Thomas Glessner twierdzi, że „ośrodki nie mają korzyści finansowych z odwracania aborcji”. Ale czy mają korzyść duchową z doprowadzenia dusz do Chrystusa Króla? Raport milczy.
To typowa protestancka redukcja: ratuje się ciało, zapominając o duszy. Bez ex opere operato sakramentów, bez uznania Chrystusa za jedynego Zbawiciela – cała ta działalność staje się zwykłym humanitaryzmem.
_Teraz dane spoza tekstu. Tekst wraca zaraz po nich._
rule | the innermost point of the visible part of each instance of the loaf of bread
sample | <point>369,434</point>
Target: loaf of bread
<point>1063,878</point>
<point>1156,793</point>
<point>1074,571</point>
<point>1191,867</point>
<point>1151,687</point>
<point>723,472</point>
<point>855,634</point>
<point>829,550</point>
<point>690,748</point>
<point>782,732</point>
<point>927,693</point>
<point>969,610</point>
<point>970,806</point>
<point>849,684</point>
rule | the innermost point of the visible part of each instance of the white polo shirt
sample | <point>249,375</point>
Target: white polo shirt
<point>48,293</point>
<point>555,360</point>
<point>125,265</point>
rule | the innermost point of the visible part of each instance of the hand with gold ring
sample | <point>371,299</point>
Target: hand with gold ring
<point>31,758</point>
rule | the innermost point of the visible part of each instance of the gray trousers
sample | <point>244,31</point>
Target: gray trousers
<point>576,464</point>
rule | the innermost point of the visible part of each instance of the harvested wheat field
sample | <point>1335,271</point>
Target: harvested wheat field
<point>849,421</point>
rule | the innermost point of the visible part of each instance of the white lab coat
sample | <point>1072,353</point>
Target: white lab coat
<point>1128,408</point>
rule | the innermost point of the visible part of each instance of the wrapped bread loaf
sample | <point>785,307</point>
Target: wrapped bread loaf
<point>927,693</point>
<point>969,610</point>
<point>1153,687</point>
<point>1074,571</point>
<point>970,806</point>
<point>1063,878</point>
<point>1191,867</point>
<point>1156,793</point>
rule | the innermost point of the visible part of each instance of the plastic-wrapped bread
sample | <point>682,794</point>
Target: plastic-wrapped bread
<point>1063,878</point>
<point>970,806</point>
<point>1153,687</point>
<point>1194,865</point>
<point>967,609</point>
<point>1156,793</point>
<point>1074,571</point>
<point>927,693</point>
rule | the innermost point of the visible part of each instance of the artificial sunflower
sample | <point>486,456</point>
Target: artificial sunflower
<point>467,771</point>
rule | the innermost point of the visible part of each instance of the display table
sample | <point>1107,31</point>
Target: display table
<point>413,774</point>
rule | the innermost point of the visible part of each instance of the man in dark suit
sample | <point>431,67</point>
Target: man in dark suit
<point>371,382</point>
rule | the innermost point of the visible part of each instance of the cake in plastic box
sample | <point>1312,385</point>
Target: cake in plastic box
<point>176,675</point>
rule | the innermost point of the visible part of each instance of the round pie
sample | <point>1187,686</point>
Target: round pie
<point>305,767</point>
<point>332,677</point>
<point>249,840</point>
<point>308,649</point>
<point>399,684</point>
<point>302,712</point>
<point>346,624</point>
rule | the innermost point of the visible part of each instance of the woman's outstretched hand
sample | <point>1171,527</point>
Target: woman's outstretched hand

Sądowe gry zamiast Bożego prawa
Wyrok sądu apelacyjnego w Nowym Jorku, pozwalający reklamować „odwracanie aborcji”, to pyrrusowe zwycięstwo. Sam fakt istnienia „aborcji farmakologicznej” dowodzi całkowitego zezwierzęcenia społeczeństwa. Jak zauważył św. Augustyn: Remota iustitia quid sunt regna nisi magna latrocinia? (Państwa bez sprawiedliwości to tylko wielkie zbójectwa).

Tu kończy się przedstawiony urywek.